The senator then came under a barrage of criticisms online, with many saying his decision to remain in the APC was not only hypocritical but also buttressed claims of his critics that he had little choice but to remain in APC because he had no personal political value of his own.
Mr Sani’s confrontation with his state governor, Nasir El-Rufai, remained one of the most vicious supremacy battles in contemporary Nigerian politics. The politicians, both part of the APC’s unprecedented fortune at the 2015 general elections, snapped at each other shortly after settling own in their respective offices.
Their political tussle, like similar ones in Kano, Kogi and other states in the country, sometimes turned violent. At some point, the state chapter of the party was factionalised, a division that reached its peak with the demolition of Mr Sani’s faction office earlier this year.
Messrs Sani and El-Rufai spent the most part of this year castigating one another. The crisis worsened in April when Mr Sani was identified by the police as a potential accomplice in a homicide investigation, a development that eventually led the senator to announce last month that he was all but out of the APC — alleging a persecution the proportion of which almost equaled the biblical experience of the Israelite,
On Friday, Mr Sani, a long-time rights activist widely seen as a newbie when he unveiled his political plan in the run up to the 2015 elections, moved to disabuse the public on the claims being peddled his critics, saying he was compelled to remain in the APC by those whose intervention he found difficult to resist.
“My defection was stopped by Asiwaju Tinubu, Oshiomhole and Balarabe Musa. First of all, they recognised and accepted the fact that an injustice has been done to me in Kaduna,” Mr Sani said. Balarabe Musa invited me to his house, cautioned and counselled me against defection. Asiwaju did the same thing. Adams Oshiomole reminded me of my activism and the struggles.
The senator said he was reminded of the gulf between his personal values and what the PDP represents, saying the leaders also promised to resolve the concerns he raised.
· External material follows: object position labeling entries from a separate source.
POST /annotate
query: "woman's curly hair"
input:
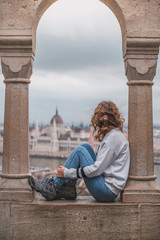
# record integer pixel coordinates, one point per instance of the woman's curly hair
(106, 117)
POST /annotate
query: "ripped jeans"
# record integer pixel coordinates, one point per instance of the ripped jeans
(82, 156)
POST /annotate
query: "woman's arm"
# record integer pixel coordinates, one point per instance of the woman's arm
(91, 138)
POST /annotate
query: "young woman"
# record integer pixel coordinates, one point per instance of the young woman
(105, 173)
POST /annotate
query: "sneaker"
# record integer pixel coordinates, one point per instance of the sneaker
(67, 191)
(44, 186)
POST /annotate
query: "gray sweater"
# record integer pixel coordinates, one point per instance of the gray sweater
(112, 162)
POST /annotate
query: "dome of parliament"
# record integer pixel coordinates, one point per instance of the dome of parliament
(57, 118)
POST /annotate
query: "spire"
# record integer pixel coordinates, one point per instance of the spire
(56, 111)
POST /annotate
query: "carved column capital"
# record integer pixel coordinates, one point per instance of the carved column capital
(141, 58)
(16, 56)
(17, 67)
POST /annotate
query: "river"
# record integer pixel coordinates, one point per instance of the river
(54, 163)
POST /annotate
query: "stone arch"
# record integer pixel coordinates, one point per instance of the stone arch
(112, 5)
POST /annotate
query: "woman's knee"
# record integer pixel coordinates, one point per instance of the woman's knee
(89, 149)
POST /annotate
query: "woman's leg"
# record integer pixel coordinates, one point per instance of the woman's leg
(73, 161)
(84, 156)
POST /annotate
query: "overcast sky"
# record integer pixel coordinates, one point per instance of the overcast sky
(79, 63)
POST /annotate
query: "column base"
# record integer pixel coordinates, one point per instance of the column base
(15, 190)
(141, 191)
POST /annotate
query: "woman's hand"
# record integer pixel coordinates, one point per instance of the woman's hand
(60, 171)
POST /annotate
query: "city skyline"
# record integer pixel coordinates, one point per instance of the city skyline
(78, 63)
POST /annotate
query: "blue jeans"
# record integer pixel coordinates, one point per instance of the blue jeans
(84, 156)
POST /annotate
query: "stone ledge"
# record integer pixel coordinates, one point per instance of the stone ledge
(83, 218)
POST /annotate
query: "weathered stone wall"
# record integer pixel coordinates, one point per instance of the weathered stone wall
(62, 220)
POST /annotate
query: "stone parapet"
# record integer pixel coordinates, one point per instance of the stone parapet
(80, 219)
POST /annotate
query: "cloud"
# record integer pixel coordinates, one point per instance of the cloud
(77, 35)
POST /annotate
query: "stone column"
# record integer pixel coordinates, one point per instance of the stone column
(15, 162)
(140, 63)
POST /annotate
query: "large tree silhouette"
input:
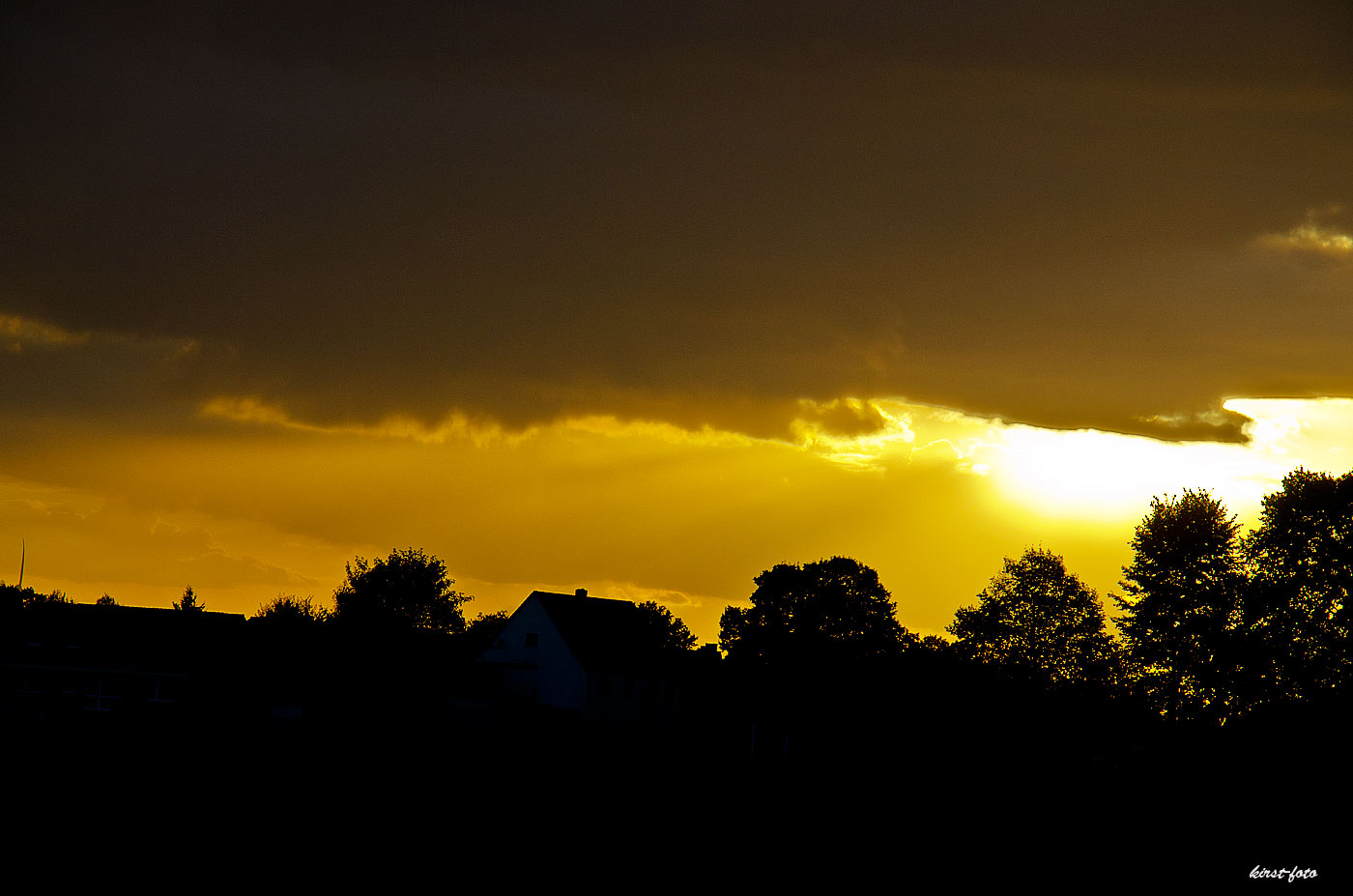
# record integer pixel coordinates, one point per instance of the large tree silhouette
(827, 612)
(1298, 608)
(406, 591)
(1038, 621)
(1180, 605)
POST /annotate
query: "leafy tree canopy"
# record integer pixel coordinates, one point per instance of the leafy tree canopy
(1299, 608)
(288, 609)
(409, 589)
(829, 611)
(1180, 604)
(189, 601)
(1038, 619)
(665, 631)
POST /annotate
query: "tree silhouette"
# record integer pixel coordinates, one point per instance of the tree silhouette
(189, 601)
(1181, 605)
(1037, 619)
(406, 591)
(829, 611)
(288, 609)
(1298, 608)
(663, 631)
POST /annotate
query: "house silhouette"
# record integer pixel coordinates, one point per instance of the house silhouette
(585, 654)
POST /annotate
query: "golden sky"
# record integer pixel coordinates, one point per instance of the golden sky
(646, 298)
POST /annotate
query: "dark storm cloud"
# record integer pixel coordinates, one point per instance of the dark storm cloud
(1045, 213)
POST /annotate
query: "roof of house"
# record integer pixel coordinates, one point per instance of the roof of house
(602, 634)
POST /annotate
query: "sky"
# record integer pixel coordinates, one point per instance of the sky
(647, 298)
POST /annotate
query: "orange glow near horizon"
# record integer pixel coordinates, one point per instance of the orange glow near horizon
(930, 497)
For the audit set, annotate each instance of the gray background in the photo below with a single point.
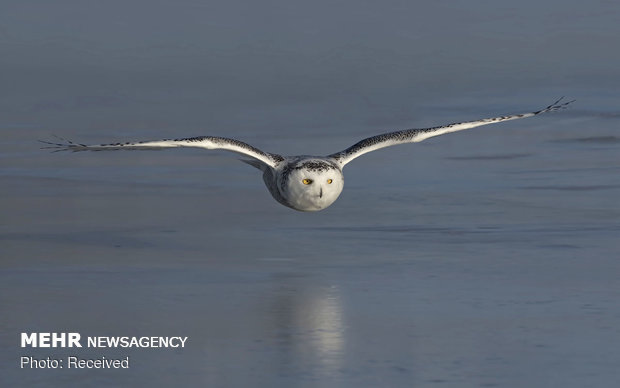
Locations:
(483, 258)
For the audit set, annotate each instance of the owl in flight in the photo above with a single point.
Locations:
(304, 183)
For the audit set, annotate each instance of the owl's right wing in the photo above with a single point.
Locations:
(417, 135)
(207, 142)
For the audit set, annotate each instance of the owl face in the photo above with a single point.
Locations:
(312, 185)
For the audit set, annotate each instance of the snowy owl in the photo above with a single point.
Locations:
(304, 183)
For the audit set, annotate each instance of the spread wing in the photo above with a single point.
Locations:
(417, 135)
(208, 142)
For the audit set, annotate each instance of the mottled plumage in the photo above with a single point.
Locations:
(305, 183)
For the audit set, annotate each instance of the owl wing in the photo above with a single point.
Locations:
(417, 135)
(208, 142)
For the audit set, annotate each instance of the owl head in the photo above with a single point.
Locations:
(311, 185)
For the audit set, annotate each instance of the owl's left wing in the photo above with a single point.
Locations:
(417, 135)
(207, 142)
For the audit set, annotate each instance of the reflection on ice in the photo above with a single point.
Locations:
(309, 326)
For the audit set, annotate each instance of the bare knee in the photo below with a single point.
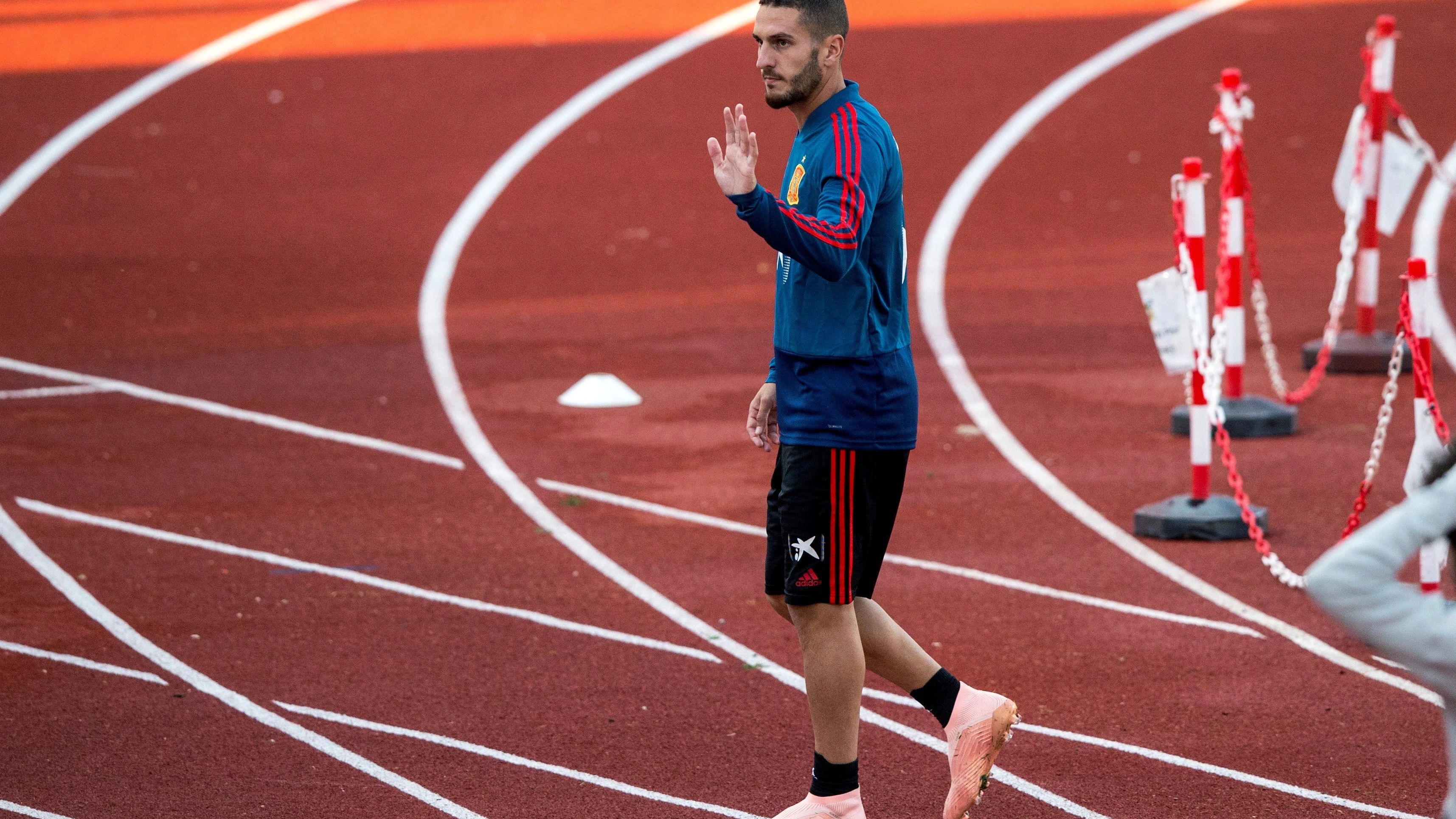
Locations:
(776, 602)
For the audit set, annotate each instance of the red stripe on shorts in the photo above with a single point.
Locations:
(849, 532)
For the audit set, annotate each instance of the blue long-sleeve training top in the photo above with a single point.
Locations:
(840, 312)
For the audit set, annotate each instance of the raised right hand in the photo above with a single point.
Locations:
(736, 161)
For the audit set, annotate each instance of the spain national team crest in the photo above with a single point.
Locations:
(794, 186)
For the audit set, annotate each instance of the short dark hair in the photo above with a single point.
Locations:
(823, 18)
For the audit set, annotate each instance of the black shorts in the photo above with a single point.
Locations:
(830, 515)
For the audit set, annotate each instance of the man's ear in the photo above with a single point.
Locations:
(833, 50)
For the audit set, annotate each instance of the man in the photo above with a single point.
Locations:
(1356, 583)
(842, 404)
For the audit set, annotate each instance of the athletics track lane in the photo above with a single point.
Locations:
(683, 357)
(267, 334)
(325, 383)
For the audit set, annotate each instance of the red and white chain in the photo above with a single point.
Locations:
(1382, 426)
(1262, 321)
(1344, 273)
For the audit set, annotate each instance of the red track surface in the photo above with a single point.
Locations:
(270, 257)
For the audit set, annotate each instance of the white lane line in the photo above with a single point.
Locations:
(931, 283)
(363, 579)
(514, 760)
(81, 662)
(434, 295)
(653, 508)
(1196, 766)
(214, 408)
(81, 598)
(25, 811)
(48, 393)
(932, 566)
(1426, 236)
(1218, 771)
(146, 88)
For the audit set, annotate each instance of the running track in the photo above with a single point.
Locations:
(268, 256)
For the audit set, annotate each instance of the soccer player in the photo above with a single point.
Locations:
(1356, 583)
(842, 404)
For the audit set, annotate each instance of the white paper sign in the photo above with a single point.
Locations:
(1400, 172)
(1168, 314)
(1401, 169)
(1346, 168)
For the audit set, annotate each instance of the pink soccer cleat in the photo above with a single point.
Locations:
(979, 728)
(842, 806)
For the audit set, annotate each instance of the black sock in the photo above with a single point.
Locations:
(833, 780)
(940, 695)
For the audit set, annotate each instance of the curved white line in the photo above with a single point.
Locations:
(436, 292)
(900, 560)
(514, 760)
(81, 598)
(50, 391)
(934, 256)
(225, 411)
(56, 149)
(1219, 771)
(1426, 236)
(82, 662)
(360, 577)
(25, 811)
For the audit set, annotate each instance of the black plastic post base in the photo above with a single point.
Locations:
(1355, 353)
(1184, 519)
(1248, 417)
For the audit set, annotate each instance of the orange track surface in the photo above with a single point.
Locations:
(41, 36)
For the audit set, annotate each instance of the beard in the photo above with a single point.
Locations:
(801, 87)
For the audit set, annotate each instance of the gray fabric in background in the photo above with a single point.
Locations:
(1356, 583)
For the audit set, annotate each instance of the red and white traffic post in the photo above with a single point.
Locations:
(1381, 81)
(1428, 441)
(1202, 515)
(1234, 110)
(1196, 229)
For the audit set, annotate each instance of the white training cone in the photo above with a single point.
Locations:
(598, 391)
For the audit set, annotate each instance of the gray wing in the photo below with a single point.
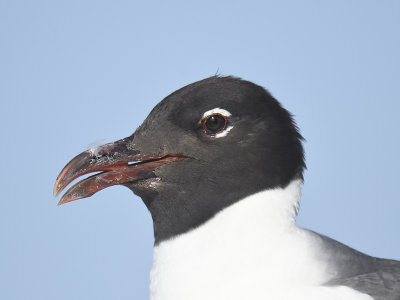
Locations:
(379, 278)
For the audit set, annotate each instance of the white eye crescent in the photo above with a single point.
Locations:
(215, 122)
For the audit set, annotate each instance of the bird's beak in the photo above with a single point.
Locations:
(119, 162)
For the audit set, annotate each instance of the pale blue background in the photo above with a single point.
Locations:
(73, 73)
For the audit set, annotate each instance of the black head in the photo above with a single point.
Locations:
(201, 149)
(239, 141)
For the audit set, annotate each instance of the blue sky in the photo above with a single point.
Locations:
(78, 73)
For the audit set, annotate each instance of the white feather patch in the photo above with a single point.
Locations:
(250, 250)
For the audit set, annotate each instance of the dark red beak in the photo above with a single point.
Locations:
(118, 163)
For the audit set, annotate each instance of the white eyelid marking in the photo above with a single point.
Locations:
(216, 110)
(222, 112)
(224, 132)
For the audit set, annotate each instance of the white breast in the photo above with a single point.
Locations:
(250, 250)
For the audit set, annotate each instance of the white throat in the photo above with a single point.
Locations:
(250, 250)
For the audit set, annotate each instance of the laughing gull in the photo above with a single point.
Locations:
(219, 165)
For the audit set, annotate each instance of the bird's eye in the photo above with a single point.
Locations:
(214, 124)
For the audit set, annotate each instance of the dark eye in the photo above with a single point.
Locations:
(214, 124)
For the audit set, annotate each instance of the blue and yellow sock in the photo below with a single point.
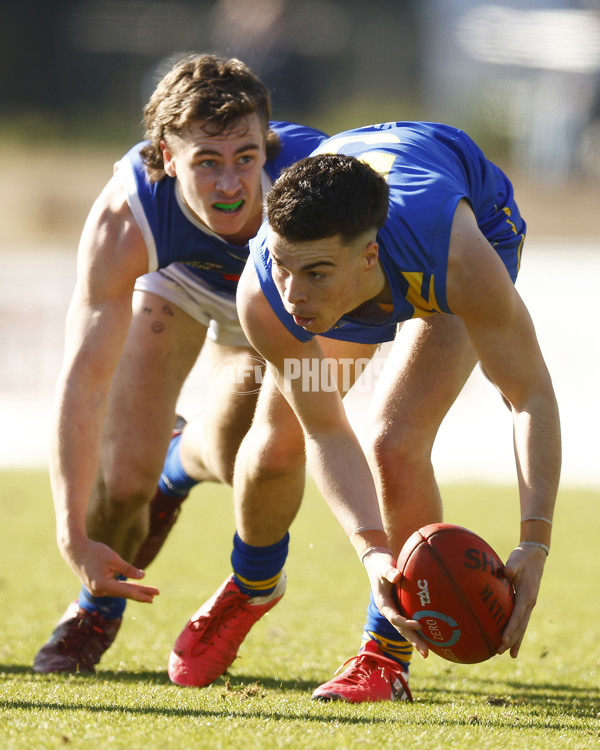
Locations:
(392, 644)
(110, 607)
(174, 481)
(257, 570)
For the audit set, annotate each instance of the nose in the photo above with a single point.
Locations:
(294, 293)
(228, 181)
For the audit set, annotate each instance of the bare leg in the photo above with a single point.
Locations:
(270, 467)
(162, 346)
(210, 442)
(427, 367)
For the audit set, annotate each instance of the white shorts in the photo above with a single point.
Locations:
(213, 309)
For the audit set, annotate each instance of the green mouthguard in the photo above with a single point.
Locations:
(228, 206)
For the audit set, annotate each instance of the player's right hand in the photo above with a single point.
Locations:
(97, 567)
(383, 576)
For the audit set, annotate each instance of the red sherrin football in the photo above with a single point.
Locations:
(452, 583)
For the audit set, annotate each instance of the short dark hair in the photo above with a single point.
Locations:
(327, 195)
(216, 90)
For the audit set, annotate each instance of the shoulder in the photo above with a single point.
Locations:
(477, 280)
(296, 141)
(111, 243)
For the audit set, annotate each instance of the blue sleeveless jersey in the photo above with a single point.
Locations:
(429, 168)
(172, 236)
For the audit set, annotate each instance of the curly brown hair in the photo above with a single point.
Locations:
(216, 90)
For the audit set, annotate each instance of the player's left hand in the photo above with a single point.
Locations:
(524, 568)
(383, 576)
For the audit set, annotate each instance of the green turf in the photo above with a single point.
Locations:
(548, 698)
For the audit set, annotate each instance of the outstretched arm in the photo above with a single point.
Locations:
(481, 292)
(111, 255)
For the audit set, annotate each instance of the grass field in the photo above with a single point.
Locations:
(548, 698)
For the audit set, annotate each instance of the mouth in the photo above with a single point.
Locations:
(302, 322)
(228, 208)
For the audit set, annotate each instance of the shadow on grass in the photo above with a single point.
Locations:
(554, 706)
(160, 677)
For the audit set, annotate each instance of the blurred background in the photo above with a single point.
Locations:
(521, 76)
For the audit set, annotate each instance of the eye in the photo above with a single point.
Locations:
(207, 163)
(246, 159)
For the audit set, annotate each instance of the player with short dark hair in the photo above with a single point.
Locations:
(159, 260)
(401, 232)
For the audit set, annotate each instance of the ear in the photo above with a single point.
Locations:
(168, 160)
(371, 254)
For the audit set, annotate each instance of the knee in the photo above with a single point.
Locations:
(120, 494)
(268, 453)
(396, 450)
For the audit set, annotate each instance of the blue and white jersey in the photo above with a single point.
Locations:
(173, 234)
(429, 168)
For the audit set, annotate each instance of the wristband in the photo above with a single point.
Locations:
(364, 538)
(536, 544)
(536, 529)
(373, 549)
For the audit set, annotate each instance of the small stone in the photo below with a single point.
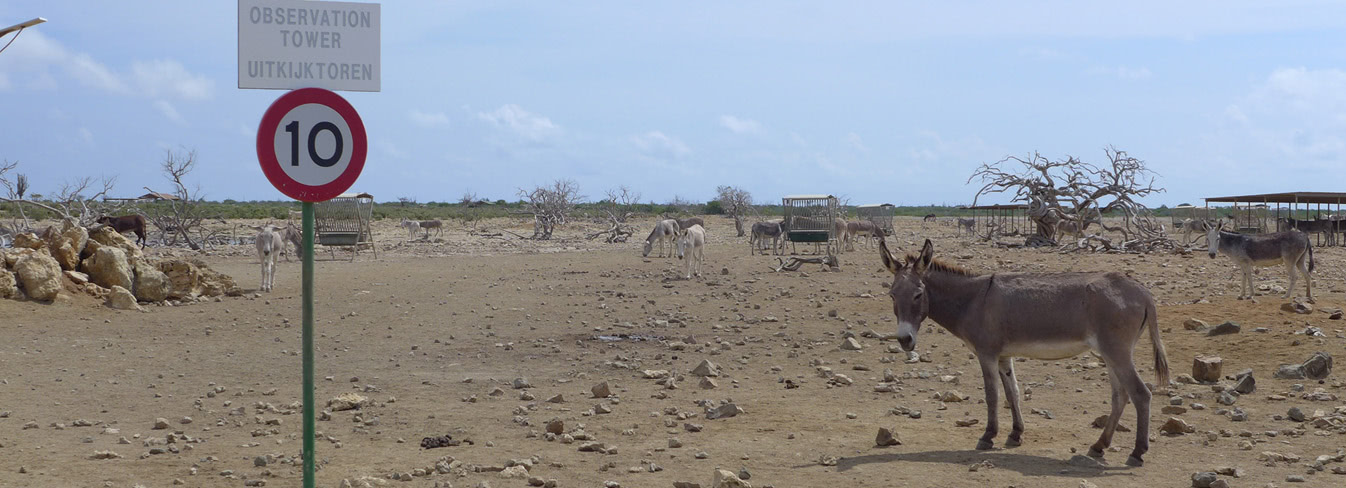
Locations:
(1228, 327)
(851, 344)
(705, 369)
(600, 390)
(1206, 369)
(1175, 426)
(886, 438)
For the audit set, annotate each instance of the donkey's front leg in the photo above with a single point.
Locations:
(1011, 386)
(989, 377)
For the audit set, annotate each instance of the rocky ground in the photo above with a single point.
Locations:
(584, 363)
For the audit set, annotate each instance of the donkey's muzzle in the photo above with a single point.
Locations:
(907, 343)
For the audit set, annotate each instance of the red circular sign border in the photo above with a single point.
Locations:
(267, 145)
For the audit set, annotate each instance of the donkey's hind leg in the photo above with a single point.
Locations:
(1119, 405)
(1011, 386)
(989, 370)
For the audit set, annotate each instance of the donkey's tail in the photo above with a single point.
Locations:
(1160, 355)
(1310, 257)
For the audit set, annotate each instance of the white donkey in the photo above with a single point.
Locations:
(268, 245)
(691, 248)
(664, 230)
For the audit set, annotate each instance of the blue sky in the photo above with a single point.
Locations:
(876, 101)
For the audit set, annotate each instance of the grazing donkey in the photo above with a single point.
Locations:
(427, 225)
(969, 225)
(864, 229)
(412, 227)
(1290, 248)
(766, 230)
(124, 223)
(268, 245)
(1033, 315)
(691, 246)
(664, 230)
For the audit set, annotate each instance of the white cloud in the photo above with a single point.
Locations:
(528, 125)
(740, 125)
(93, 73)
(168, 110)
(167, 77)
(428, 118)
(658, 144)
(1123, 71)
(856, 143)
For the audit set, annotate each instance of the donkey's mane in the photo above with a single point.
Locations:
(940, 265)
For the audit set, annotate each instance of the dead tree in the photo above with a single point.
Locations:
(1080, 192)
(551, 206)
(80, 200)
(736, 202)
(182, 214)
(621, 203)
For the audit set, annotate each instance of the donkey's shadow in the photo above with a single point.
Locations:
(1023, 464)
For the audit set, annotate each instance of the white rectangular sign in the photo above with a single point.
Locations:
(287, 45)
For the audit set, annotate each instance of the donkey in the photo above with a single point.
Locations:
(969, 225)
(124, 223)
(268, 245)
(766, 230)
(412, 227)
(436, 225)
(292, 235)
(691, 246)
(864, 229)
(664, 230)
(1033, 315)
(1290, 248)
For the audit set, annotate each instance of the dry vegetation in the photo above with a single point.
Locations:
(475, 334)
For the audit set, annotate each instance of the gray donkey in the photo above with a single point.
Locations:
(1033, 315)
(1290, 248)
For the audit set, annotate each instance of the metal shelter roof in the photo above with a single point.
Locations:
(1295, 196)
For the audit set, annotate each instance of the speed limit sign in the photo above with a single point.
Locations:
(311, 144)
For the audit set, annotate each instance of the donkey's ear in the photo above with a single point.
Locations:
(889, 261)
(925, 258)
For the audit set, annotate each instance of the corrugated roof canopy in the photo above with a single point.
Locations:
(1296, 196)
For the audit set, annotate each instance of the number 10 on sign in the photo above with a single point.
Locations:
(311, 144)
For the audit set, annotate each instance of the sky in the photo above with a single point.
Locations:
(874, 101)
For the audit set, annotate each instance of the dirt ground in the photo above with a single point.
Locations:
(435, 334)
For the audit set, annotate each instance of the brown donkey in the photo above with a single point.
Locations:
(1033, 315)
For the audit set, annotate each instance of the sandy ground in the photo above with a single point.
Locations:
(435, 332)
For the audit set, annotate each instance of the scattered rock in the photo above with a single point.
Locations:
(886, 438)
(1228, 327)
(1177, 426)
(121, 299)
(1206, 369)
(347, 401)
(851, 344)
(727, 479)
(705, 369)
(723, 412)
(600, 390)
(39, 276)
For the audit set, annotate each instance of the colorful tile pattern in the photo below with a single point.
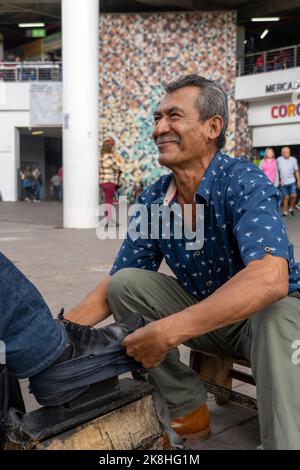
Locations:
(138, 53)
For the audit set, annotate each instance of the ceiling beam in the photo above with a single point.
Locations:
(267, 7)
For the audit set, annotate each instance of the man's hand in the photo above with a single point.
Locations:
(148, 345)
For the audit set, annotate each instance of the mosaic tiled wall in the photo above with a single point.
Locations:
(137, 54)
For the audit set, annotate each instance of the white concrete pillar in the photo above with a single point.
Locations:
(80, 25)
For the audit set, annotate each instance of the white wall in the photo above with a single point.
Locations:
(251, 87)
(14, 113)
(9, 151)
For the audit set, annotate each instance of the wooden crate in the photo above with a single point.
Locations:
(127, 422)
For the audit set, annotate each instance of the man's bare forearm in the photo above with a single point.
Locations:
(252, 289)
(94, 308)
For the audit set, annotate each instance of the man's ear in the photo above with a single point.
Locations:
(215, 127)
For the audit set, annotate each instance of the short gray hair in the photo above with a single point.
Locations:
(212, 100)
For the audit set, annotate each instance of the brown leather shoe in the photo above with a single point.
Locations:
(193, 426)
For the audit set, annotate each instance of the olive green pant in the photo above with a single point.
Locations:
(267, 340)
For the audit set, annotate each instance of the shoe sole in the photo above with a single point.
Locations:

“They drew my attention to the fact that all those who defected to the PDP were once PDP members. I don’t have the pedigree of PDP. I’m an activist,” he said. “The assurance they gave me was that everything will be sorted out. They assured me that they will intervene on issues which I raised. Because of that I could not defect.”
Mr Tinubu was previously assigned the sole role of reconciling APC members in states beset by bitter rivalries. After a few months of effort, it became clear that he might not be able to resolve the crisis.
The party proceeded to hold a national convention, amidst fears that doing so could leave it irreparably fractured before 2019 elections. Mr El-Rufai’s faction conducted the congresses and participated at the party’s convention in Abuja last month, relegating Mr Sani and Suleiman Hunkuyi, another APC senator at loggerheads with the governor.
Although Mr El-Rufai did not expressly kick against Mr Sani’s reintegration into the party’s mainstream, he demanded that it must be done with an apology.
The governor said Mr Sani’s alleged role in thwarting Kaduna State appeal for loan approval at the Senate constituted a “political apostasy,” saying he would remain suspended from the party until he apologised.
Further clarifying what he told Mr Sani in an exchange with PREMIUM TIMES, Mr Musa said he asked the senator to join his Peoples Redemption Party (PRP).
“I told him not to decamp from the party if he is only going to the PDP,” Mr Balarabe said. “If he is going to PDP, I don’t advise him to decamp from the APC. I left him to decide where he goes, but if he leaves the APC he should not go to the PDP.
“In other words, I told him that if he would leave the APC he should come to PRP. If he wants to leave APC, let him come to PRP where he belongs to,” he added. “He would be going from one thing to even worse” if he moved from APC to PDP.
Mr Sani, who said he would seek re-election to the Senate in 2019, did not immediately return PREMIUM TIMES’ requests for comments.